Как не решался и напомнить о его путешествии на родину. Об этом только и было разговоров, когда он собирался туда, зато по его возвращении на эту тему было наложено табу. И все из-за выражения лица старика, когда Жожо приехал за ним в международный аэропорт имени Ниной Акино. Лицо дона Пепе не было грустным, или разочарованным, или даже недовольным. Это было лицо человека, перенесшего контузию. Привычные "лекции" изменились до неузнаваемости: несколько недель он испускал только междометия. И даже сейчас, полгода спустя, его лекциям все еще не хватало былой оригинальности и продолжительности.

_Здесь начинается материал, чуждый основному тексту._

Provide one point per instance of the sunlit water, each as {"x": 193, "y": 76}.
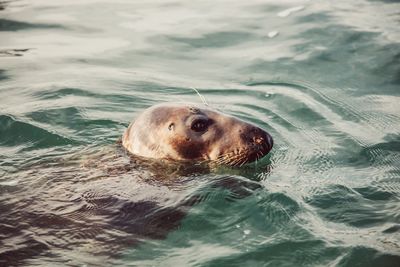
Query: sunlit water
{"x": 322, "y": 77}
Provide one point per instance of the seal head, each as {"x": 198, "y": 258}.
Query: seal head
{"x": 189, "y": 133}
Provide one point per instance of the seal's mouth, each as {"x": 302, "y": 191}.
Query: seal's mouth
{"x": 243, "y": 155}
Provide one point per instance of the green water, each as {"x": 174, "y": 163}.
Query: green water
{"x": 323, "y": 78}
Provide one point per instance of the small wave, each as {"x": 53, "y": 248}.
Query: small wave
{"x": 15, "y": 133}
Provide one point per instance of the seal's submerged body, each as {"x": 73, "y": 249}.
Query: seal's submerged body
{"x": 190, "y": 133}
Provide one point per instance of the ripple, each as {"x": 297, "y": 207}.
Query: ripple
{"x": 15, "y": 132}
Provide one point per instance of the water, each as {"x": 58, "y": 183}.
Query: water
{"x": 321, "y": 77}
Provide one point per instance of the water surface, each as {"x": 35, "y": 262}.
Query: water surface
{"x": 321, "y": 77}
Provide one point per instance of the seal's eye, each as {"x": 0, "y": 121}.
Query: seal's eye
{"x": 199, "y": 125}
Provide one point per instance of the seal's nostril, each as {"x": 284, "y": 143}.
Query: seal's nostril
{"x": 258, "y": 140}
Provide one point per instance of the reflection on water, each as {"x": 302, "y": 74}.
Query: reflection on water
{"x": 322, "y": 78}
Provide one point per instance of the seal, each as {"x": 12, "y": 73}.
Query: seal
{"x": 186, "y": 132}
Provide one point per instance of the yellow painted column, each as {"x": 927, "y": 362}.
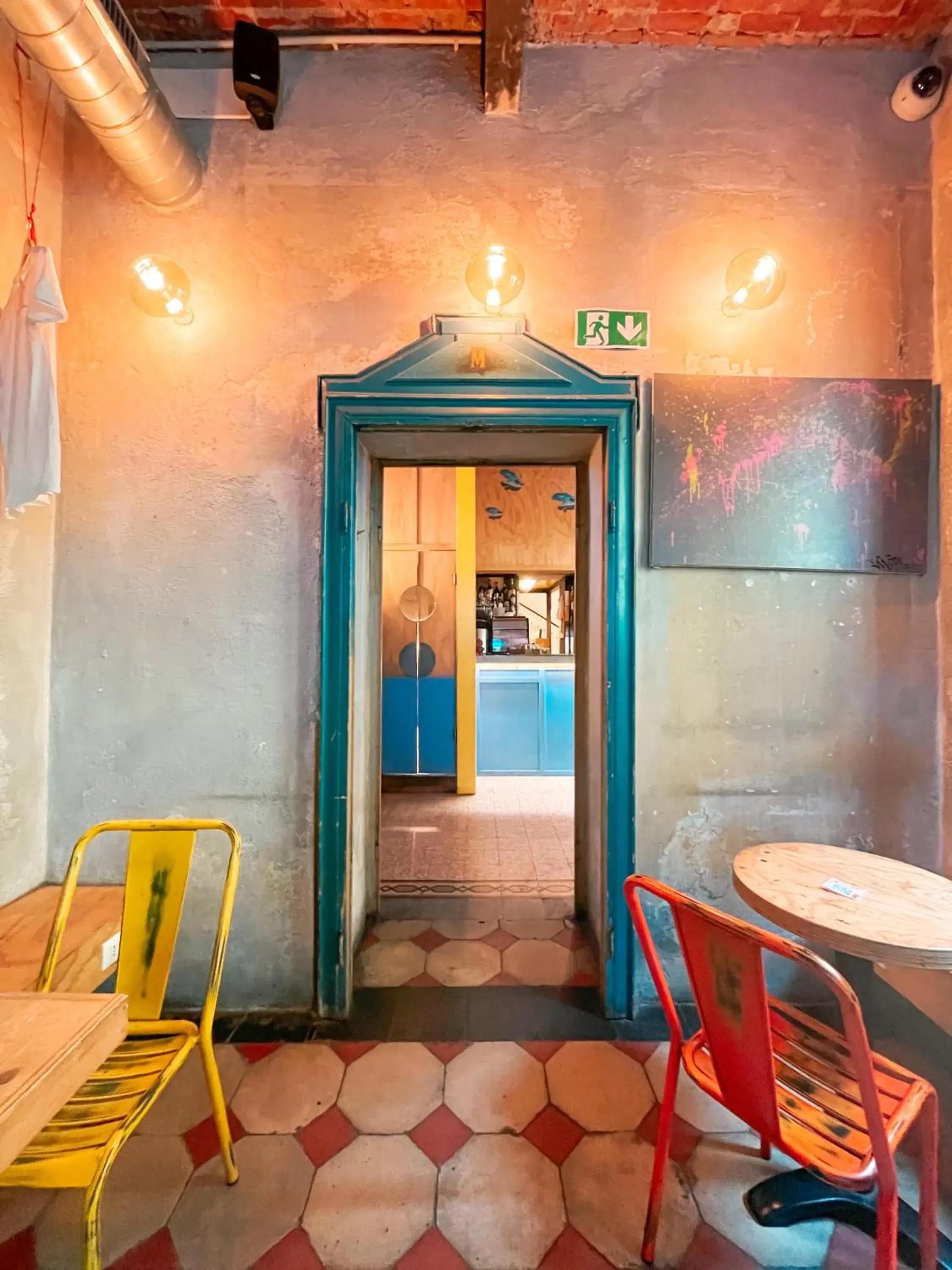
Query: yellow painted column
{"x": 466, "y": 630}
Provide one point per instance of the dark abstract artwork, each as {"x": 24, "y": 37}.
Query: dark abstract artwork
{"x": 790, "y": 474}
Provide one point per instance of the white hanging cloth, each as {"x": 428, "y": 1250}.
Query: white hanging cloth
{"x": 30, "y": 412}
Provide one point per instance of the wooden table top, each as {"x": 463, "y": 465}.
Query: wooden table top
{"x": 903, "y": 915}
{"x": 50, "y": 1043}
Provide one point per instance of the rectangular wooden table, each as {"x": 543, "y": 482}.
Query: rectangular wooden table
{"x": 50, "y": 1044}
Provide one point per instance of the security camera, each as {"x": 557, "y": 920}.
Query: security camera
{"x": 919, "y": 92}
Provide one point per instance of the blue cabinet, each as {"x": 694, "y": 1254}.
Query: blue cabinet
{"x": 526, "y": 721}
{"x": 418, "y": 733}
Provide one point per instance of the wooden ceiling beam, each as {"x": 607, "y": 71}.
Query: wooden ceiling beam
{"x": 504, "y": 37}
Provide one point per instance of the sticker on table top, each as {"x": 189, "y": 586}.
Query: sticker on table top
{"x": 843, "y": 888}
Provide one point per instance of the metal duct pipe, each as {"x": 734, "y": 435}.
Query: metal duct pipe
{"x": 98, "y": 63}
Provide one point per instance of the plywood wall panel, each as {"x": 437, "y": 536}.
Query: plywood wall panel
{"x": 532, "y": 533}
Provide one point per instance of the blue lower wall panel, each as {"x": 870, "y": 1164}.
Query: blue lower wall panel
{"x": 399, "y": 726}
{"x": 508, "y": 724}
{"x": 559, "y": 729}
{"x": 437, "y": 727}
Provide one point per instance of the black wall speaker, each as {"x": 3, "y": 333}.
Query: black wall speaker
{"x": 256, "y": 68}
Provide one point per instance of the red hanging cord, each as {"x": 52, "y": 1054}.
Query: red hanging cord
{"x": 30, "y": 201}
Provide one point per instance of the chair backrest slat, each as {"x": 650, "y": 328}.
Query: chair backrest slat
{"x": 157, "y": 874}
{"x": 728, "y": 977}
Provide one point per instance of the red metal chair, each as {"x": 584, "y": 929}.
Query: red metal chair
{"x": 819, "y": 1095}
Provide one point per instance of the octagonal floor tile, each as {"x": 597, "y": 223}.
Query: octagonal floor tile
{"x": 606, "y": 1184}
{"x": 464, "y": 963}
{"x": 501, "y": 1203}
{"x": 371, "y": 1204}
{"x": 600, "y": 1086}
{"x": 144, "y": 1187}
{"x": 723, "y": 1169}
{"x": 389, "y": 964}
{"x": 692, "y": 1104}
{"x": 537, "y": 962}
{"x": 230, "y": 1227}
{"x": 21, "y": 1208}
{"x": 495, "y": 1086}
{"x": 534, "y": 929}
{"x": 466, "y": 928}
{"x": 289, "y": 1089}
{"x": 400, "y": 930}
{"x": 393, "y": 1089}
{"x": 186, "y": 1102}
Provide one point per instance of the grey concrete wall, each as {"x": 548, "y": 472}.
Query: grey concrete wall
{"x": 186, "y": 654}
{"x": 27, "y": 539}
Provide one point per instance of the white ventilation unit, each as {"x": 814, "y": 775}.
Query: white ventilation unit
{"x": 94, "y": 56}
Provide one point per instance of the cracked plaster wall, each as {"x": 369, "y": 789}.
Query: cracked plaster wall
{"x": 26, "y": 539}
{"x": 771, "y": 705}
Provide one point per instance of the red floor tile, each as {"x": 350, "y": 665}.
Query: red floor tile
{"x": 582, "y": 980}
{"x": 433, "y": 1253}
{"x": 685, "y": 1137}
{"x": 428, "y": 940}
{"x": 542, "y": 1049}
{"x": 499, "y": 940}
{"x": 254, "y": 1052}
{"x": 292, "y": 1253}
{"x": 349, "y": 1051}
{"x": 325, "y": 1136}
{"x": 572, "y": 1253}
{"x": 711, "y": 1251}
{"x": 850, "y": 1250}
{"x": 19, "y": 1253}
{"x": 157, "y": 1253}
{"x": 554, "y": 1133}
{"x": 638, "y": 1049}
{"x": 446, "y": 1051}
{"x": 441, "y": 1135}
{"x": 202, "y": 1140}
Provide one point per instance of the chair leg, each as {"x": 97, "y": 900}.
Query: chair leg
{"x": 930, "y": 1183}
{"x": 220, "y": 1113}
{"x": 886, "y": 1221}
{"x": 92, "y": 1246}
{"x": 663, "y": 1143}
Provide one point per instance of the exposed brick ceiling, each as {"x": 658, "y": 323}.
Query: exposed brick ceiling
{"x": 724, "y": 23}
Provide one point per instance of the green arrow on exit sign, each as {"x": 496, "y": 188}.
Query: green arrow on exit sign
{"x": 611, "y": 328}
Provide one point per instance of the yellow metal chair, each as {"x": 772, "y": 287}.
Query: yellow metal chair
{"x": 79, "y": 1146}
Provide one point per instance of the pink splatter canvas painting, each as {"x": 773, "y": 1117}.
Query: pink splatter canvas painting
{"x": 790, "y": 474}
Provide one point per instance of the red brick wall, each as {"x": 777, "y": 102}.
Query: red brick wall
{"x": 624, "y": 22}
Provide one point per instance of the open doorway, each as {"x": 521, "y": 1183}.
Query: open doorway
{"x": 478, "y": 835}
{"x": 473, "y": 398}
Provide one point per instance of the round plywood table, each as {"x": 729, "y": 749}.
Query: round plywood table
{"x": 856, "y": 903}
{"x": 866, "y": 907}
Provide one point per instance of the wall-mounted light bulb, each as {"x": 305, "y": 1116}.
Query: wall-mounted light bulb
{"x": 754, "y": 280}
{"x": 160, "y": 287}
{"x": 495, "y": 277}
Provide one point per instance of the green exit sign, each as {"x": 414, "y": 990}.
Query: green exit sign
{"x": 611, "y": 328}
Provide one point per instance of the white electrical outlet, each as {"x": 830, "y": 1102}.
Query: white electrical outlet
{"x": 111, "y": 952}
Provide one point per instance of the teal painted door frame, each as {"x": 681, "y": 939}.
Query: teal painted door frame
{"x": 473, "y": 375}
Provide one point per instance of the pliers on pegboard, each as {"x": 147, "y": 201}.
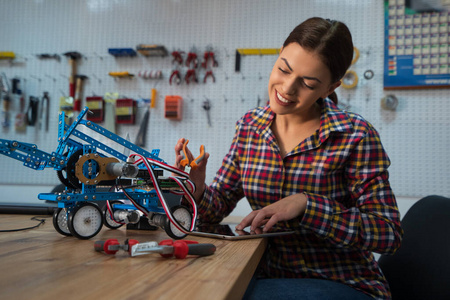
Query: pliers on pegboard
{"x": 192, "y": 59}
{"x": 194, "y": 163}
{"x": 209, "y": 55}
{"x": 209, "y": 74}
{"x": 175, "y": 74}
{"x": 177, "y": 57}
{"x": 190, "y": 75}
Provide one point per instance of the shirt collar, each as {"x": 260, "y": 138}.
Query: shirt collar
{"x": 332, "y": 119}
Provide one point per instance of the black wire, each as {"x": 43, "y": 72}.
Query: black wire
{"x": 41, "y": 221}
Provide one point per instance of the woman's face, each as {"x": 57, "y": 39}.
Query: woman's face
{"x": 298, "y": 80}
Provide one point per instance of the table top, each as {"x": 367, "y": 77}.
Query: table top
{"x": 42, "y": 264}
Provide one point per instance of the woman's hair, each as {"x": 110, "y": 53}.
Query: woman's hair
{"x": 331, "y": 40}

- Мистер Шон - англичанин.
Поглощенный зрелищем габаритных огней снующих вокруг маршрутных такси, Жожо выпрямился и пробормотал:
- Да, сэр.
- В 1762 году англичане оккупировали Манилу и вернули ее нам только в 1763-м, на основании Парижского договора. Думаю, что большинству испанцев до сих пор немного стыдно за то, что англичане захватили их землю, хотя это и произошло более двухсот лет назад.
- Так оно и есть, сэр.
- А вот мне совсем не стыдно. Англичане тоже были созидателями великой империи. Лично я с уважением отношусь к тому, что они оказались сильны и отняли у нас Филиппины. - Дон Пепе сделал паузу. - Но в любом случае они задержались здесь чуть больше года.
- Год - это немного.
- Конечно, немного. Это просто багатель по сравнению с четырьмя веками испанского владычества.